As the block mining reward halving event approaches, many people in the bitcoin space are excited because of the potential for an increase in the digital currency’s price.
One miner, though, has expressed serious concern that, when the drop in the block subsidy occurs, it could trigger a chain of events that could lead to an inevitable hard fork.
Chandler Guo is the founder of Bitbank, a China-based digital currency company that runs one of the largest mining operations in the world, BW. On average,accounts for approximately 10% of the total hashrate, an impressive feat considering it launched only two years ago.
Guo said he fears that if the price of bitcoin does not appreciate significantly before or immediately after halving, too much hashrate will drop off the network due to unprofitable mining, making transaction verification virtually impossible.
“If the price doesn’t go up very quickly, up two times, it means a lot of the older machines will be shut down. They must shut down.”
Bitcoin halving is a roughly once-every-four-year event whereby the consistent supply of bitcoin released is cut in half. When pseudonymous creator Satoshi Nakamoto released bitcoin in January 2009, each block generated a reward of 50 BTC. On 28th November, 2012, nearly four years after the bitcoin blockchain was first launched, the reward subsidy fell by half to 25 BTC.
Satoshi added halving so that the code could continue to provide fresh bitcoins as the network scaled, but would also phase out the production of new bitcoin as it approached the maximum cap of 21 million. However, that sudden drop can shock miners that operate with low profit margins.
Guo believes that miners using less efficient hardware will be forced to drop off the network when the subsidy falls.
“There will be 300 petahash of older machines that shut down immediately. They don’t need to work anymore; they just shut down,” he said.
He went on to explain:
“When halving come[s], for the Avalon A3, Bitminer S3, the cost of the electricity is the same, so it must shut down. For example, the S3 is working 24 hours, they cost $1, for example, and they can mine $1. So if mining equipment can only mine the electricity payment, they don’t need to work.”
Hardfork for difficulty
Miners make money by generating more income than they spend on electricity and the associated costs of running a network of machines that are always churning away. Maximizing profit in bitcoin mining is all about how much hardware someone can throw at trying to solve the next block.
The more hashing power, the more likely a miner is going to succeed on a regular basis.
To solve this problem, Nakamoto included a difficulty equation in the code so that every 2,016 blocks, the code analyzes how much hashing power is on the network and increases – or decreases – the difficulty. Over the past year, the difficulty has increased significantly as more hardware was added to the network.
The reason Guo is so concerned is because of the hard coded time by which difficulty is calculated.

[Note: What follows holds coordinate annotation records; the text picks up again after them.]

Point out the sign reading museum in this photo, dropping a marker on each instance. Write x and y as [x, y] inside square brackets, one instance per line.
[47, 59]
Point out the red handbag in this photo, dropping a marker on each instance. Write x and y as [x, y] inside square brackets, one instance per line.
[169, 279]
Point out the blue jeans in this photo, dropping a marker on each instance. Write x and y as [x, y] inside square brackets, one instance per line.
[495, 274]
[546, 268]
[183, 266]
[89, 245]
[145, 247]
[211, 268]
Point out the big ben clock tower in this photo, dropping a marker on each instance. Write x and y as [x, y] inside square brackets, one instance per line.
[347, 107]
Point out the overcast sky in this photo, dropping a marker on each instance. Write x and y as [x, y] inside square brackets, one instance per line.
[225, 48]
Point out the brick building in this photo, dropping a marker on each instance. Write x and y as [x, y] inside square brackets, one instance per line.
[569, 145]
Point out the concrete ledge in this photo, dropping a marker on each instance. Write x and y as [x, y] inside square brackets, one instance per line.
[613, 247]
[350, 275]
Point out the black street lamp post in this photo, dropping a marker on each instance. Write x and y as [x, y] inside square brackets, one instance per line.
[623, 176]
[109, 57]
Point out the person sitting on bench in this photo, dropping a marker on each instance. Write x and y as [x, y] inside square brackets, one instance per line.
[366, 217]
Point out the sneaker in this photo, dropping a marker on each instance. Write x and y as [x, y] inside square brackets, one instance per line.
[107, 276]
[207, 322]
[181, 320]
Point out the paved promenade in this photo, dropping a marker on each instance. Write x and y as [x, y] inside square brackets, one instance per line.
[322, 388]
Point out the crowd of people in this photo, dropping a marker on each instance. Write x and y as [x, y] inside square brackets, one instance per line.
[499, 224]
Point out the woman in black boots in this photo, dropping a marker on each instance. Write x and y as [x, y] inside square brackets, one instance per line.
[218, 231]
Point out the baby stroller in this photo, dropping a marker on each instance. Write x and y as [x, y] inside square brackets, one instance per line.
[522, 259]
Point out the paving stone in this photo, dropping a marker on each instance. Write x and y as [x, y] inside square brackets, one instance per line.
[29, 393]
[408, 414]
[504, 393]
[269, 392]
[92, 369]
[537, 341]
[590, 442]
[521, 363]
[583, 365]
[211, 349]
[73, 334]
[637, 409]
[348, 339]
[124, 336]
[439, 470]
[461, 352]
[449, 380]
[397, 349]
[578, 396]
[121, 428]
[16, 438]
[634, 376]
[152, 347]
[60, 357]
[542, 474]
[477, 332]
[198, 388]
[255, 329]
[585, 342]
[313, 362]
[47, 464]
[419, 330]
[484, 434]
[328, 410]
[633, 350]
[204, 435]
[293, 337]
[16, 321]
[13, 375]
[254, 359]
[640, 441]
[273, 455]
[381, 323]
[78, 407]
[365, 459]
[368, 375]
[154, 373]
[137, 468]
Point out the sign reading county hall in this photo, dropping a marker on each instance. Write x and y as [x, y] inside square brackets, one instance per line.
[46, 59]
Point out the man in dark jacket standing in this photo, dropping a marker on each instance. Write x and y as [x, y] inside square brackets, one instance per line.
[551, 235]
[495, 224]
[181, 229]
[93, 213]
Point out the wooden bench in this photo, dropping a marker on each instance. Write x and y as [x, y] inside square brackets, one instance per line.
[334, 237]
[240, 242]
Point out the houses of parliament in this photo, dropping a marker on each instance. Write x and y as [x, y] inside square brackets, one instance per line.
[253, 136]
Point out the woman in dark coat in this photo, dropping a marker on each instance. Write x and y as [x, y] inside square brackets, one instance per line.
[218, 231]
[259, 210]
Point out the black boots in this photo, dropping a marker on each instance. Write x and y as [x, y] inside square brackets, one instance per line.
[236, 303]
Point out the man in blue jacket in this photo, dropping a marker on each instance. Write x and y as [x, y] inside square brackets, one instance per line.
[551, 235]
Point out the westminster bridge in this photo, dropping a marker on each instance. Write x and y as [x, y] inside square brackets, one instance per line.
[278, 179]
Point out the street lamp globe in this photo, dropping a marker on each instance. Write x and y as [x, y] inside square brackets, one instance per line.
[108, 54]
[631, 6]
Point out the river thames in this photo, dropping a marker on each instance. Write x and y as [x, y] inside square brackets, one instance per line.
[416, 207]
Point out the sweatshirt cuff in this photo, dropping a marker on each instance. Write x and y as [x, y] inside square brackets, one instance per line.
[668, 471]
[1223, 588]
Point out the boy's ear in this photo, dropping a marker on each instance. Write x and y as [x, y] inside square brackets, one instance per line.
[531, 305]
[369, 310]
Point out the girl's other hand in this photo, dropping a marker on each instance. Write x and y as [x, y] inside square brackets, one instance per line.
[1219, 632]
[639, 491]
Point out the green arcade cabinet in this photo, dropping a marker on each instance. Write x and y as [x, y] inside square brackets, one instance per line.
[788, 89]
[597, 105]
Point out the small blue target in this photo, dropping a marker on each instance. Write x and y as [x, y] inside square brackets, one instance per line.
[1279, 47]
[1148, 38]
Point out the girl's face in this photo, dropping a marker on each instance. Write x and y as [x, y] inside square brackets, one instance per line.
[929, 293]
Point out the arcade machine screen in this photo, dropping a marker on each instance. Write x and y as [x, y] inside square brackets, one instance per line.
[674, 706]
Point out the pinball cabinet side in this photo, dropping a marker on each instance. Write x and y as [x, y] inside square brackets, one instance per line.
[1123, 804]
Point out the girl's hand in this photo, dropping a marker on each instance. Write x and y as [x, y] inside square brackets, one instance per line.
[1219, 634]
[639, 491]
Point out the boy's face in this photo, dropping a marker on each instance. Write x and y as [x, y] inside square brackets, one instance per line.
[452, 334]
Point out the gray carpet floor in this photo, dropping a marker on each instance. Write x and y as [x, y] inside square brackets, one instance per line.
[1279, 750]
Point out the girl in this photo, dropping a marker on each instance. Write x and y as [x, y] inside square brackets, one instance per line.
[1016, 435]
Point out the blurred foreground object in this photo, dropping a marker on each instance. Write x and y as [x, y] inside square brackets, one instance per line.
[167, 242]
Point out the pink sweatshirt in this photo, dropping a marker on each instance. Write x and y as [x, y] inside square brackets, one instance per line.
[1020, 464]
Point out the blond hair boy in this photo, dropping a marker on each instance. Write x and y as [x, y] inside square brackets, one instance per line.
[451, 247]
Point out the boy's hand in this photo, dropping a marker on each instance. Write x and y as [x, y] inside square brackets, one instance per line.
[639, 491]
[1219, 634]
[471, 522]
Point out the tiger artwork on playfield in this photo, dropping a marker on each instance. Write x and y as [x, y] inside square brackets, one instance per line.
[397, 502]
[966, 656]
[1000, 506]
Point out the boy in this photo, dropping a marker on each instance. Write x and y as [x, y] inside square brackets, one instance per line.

If more hashing power was added to the network tomorrow, blocks might be found sooner, increasing profitability for miners and speeding up the time at which difficulty is recalculated. However, if hashing power were to be removed, the opposite occurs.
Guo explained that if a large number of miners are taken offline, it will reduce a significant amount of the total hashing power which, in turn, will slow down when the next difficulty event occurs.
He told CoinDesk:
“When the difficulty doesn’t change, but the hashing power shuts down immediately, there will be no next block. If, after the halving, the price does not go up, but the prices goes down, [there] will be heartache. It means no next block, no blockchain, all of the blockchain will be shut down immediately.”
In other words, because the difficulty won’t change for 2,016 blocks, if 300 petahash were to drop off the network, that would slow down the time between each block.
That slowdown could translate into slower transaction times, creating major headaches for people looking to broadcast transactions. In one worst-case scenario, this situation would lead to a crisis of confidence in the digital currency, potentially resulting in a sell-off. Lower bitcoin prices could result in even more miners shutting down their hardware, sparking a vicious cycle.
To get around this, Guo believes that there will need to be a hard fork to essentially reset the difficulty.
“Some mining pool, together, will change to another chain, to change the difficulty to another chain. [A] hard fork is coming, it’s bad news and the price will crash down again,” he said.